Food Addiction – Renew. Refresh. Recover.
November 2025 Edition
“Gratitude isn’t just for the good things, it’s also for the things that grew you.”
A Note From Your Editor
November is known as the month of gratitude but real gratitude in recovery goes deeper than thankfulness for blessings. It means finding meaning in the pain, strength in the struggle, and humility in the hard things that shaped us.
If we’re honest, most of us didn’t grow when life was easy. We grew when we were forced to face ourselves when something broke, when we fell apart, or when we had to start again from scratch. Those were the moments that stripped us of illusions and built the foundation of who we’re becoming today.
The thorns: those sharp, uncomfortable experiences have been our greatest teachers. They pushed us to surrender, to call for help, to admit powerlessness, and to discover grace in the process.
This month, we’re giving thanks not only for the roses but for the thorns that taught us how to bloom in the first place.
Recovery Radar – Finding Gratitude in the Hard Things
Pain is not the enemy. It’s a messenger.
It points us to what still needs healing, what still needs honesty, and what still needs surrender.
We often try to control or numb it, but recovery teaches us a different way to lean in, to listen, and to let pain do its work. Because when we allow pain to teach instead of torment, it becomes a path to transformation.
When we stop fighting the thorns, we realize they were never there to punish us. They were guiding us toward truth.
“Gratitude doesn’t erase pain. It gives it meaning.”

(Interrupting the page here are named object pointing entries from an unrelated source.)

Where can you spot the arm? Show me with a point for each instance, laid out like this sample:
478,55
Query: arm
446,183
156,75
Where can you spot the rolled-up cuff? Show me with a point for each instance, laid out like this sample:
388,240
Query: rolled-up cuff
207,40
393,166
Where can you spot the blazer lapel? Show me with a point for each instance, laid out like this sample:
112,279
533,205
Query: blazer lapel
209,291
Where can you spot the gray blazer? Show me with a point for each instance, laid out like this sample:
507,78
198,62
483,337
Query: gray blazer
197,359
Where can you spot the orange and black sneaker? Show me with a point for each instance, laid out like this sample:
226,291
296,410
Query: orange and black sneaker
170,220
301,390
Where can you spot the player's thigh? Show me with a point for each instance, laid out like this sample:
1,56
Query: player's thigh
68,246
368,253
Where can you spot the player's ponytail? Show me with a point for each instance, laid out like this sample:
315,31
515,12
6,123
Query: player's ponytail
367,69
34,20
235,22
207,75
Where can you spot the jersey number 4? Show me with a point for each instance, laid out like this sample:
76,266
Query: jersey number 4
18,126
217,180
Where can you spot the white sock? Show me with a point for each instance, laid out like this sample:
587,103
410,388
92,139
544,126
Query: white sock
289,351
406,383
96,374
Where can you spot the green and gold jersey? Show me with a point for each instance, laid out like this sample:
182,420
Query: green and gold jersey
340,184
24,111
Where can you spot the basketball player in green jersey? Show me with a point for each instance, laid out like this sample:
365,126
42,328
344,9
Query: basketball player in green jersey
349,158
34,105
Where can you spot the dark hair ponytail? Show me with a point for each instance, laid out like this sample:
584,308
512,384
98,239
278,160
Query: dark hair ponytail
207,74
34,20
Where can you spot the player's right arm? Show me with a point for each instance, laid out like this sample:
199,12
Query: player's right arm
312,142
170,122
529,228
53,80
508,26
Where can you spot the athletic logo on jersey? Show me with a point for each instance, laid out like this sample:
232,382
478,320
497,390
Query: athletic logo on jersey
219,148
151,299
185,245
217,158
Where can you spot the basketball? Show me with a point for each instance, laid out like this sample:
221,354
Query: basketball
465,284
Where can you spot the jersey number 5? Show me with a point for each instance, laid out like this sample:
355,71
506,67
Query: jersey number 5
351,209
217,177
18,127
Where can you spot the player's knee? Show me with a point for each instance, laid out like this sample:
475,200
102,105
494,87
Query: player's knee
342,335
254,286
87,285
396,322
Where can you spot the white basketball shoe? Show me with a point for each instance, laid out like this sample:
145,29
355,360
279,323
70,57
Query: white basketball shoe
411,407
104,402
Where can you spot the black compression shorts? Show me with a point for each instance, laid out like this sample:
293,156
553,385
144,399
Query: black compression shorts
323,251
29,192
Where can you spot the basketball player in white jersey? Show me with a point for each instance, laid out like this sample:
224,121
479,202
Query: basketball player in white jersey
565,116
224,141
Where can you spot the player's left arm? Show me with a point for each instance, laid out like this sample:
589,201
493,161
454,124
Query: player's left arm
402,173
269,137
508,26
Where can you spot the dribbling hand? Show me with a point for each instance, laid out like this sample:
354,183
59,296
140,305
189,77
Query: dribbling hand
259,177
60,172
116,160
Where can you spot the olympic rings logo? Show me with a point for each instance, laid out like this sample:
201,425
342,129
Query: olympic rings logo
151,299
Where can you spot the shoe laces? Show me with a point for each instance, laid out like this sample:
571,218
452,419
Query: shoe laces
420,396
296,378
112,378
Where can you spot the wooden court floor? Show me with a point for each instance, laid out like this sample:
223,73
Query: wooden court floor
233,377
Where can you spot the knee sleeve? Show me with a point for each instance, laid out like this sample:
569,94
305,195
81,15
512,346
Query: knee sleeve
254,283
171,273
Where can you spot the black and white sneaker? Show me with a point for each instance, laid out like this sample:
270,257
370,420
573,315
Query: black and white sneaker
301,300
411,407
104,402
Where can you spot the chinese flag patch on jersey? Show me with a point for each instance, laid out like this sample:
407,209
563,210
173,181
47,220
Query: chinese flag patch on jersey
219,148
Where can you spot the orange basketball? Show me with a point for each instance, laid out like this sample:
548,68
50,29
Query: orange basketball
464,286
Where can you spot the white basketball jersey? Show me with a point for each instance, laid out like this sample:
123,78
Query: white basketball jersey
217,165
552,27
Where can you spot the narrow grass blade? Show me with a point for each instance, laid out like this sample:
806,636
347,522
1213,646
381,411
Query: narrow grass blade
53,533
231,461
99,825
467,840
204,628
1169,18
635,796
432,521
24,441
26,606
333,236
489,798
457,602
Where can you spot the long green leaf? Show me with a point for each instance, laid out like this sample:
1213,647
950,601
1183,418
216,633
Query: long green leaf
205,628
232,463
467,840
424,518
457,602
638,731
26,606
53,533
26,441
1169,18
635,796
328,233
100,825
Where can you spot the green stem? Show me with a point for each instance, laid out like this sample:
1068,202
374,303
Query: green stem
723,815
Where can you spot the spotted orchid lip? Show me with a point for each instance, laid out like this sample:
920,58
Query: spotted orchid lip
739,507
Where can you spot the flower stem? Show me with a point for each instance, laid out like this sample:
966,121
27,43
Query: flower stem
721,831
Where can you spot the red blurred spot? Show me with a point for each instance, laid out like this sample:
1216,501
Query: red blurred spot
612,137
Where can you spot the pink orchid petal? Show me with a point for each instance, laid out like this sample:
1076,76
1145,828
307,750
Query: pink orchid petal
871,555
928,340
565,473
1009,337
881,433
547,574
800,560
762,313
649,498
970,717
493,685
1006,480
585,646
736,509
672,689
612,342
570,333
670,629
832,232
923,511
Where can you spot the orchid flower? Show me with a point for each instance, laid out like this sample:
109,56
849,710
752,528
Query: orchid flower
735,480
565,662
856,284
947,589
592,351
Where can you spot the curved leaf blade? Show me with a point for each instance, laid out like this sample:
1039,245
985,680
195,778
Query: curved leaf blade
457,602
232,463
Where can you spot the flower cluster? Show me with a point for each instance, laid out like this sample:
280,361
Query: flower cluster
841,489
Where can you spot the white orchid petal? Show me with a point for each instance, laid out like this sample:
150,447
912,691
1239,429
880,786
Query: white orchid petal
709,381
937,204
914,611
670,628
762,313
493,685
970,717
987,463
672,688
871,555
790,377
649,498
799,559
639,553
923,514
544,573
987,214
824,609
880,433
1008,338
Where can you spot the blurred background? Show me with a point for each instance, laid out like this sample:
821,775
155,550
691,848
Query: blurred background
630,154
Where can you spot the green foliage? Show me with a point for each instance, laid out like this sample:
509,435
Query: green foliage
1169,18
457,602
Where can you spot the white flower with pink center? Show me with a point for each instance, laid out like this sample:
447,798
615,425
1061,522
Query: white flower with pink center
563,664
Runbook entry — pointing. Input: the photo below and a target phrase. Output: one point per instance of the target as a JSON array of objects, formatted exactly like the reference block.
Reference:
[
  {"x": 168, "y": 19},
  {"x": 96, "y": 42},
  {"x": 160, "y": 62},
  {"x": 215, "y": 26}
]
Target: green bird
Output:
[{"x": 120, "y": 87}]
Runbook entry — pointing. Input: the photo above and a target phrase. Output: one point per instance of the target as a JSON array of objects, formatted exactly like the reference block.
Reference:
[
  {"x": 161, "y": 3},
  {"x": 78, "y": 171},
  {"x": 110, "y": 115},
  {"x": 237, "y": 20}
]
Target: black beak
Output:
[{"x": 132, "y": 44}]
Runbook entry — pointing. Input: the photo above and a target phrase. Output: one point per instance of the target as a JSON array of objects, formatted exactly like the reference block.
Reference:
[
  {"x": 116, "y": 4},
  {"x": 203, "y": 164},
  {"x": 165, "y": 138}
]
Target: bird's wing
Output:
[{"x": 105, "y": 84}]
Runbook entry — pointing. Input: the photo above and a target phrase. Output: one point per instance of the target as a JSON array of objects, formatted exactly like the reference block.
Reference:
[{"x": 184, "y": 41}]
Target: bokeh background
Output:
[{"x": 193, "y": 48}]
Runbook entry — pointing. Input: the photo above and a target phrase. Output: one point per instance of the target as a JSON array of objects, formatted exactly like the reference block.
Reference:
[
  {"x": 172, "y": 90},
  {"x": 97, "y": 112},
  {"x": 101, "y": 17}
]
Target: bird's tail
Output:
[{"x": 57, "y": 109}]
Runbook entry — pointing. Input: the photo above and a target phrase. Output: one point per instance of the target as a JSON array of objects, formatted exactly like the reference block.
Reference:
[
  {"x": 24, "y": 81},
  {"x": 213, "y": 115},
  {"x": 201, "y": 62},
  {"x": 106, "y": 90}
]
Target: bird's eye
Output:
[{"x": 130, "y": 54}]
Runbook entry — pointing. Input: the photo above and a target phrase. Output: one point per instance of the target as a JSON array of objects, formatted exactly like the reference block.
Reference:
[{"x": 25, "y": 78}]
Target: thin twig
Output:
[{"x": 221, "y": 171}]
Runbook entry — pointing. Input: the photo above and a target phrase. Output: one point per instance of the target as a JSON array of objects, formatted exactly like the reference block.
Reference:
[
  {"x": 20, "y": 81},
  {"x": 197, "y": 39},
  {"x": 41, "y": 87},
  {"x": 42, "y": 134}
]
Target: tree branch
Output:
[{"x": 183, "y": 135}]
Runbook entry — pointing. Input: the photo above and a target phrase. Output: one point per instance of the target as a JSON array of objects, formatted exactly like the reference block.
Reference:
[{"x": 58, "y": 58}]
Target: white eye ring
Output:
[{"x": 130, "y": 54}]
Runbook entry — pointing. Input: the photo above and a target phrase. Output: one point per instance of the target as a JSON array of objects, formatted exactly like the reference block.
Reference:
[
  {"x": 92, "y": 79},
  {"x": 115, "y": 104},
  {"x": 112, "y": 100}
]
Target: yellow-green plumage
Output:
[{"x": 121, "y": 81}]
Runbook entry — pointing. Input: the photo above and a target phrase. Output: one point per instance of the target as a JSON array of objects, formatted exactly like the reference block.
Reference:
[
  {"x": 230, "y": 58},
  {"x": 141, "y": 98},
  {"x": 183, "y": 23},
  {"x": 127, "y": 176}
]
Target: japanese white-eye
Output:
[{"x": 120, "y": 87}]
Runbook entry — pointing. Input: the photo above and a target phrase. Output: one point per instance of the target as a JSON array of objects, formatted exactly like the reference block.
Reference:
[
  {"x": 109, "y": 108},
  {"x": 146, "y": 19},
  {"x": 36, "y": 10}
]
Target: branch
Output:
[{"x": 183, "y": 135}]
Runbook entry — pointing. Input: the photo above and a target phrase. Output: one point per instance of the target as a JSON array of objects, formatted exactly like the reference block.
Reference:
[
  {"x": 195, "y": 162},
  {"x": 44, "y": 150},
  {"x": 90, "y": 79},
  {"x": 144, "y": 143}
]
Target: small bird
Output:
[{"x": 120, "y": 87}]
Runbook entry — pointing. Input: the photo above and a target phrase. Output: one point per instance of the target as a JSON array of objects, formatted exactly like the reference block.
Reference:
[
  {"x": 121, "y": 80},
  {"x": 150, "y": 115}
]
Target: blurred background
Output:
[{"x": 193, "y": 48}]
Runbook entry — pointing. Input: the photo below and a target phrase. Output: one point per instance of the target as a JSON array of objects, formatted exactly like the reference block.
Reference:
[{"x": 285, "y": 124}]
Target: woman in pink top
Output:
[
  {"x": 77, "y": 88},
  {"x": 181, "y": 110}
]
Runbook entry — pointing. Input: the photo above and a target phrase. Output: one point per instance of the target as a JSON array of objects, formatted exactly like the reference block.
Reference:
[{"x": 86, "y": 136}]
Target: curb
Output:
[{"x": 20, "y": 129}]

So this month, as we gather in gratitude, let’s not just list what went right. Let’s thank the moments that broke us open. The ones that forced growth. The ones that made us turn to our Higher Power. Because those are the moments that made recovery possible.
Healing Highlights Through The 12 Steps
Step Ten: Continued to take personal inventory and when we were wrong, promptly admitted it.
Step Ten reminds us that healing isn’t a one-time event. It’s a practice a continual pruning process. Each time we take inventory, we’re trimming back what no longer serves us. Pride. Fear. Resentment. Denial.
And pruning can hurt. But just like a rosebush, the cutting away creates room for something stronger, healthier, and more beautiful to grow.
The thorns are not signs of failure. They’re signs that growth is happening. They show us where the disease still tries to hide and where grace is still working.
Each time we pause, take inventory, and tell the truth, we transform pain into purpose. That’s recovery in motion.
Affirmation:
“I am grateful for what challenged me. Every thorn I’ve faced has made me stronger, softer, and closer to freedom.”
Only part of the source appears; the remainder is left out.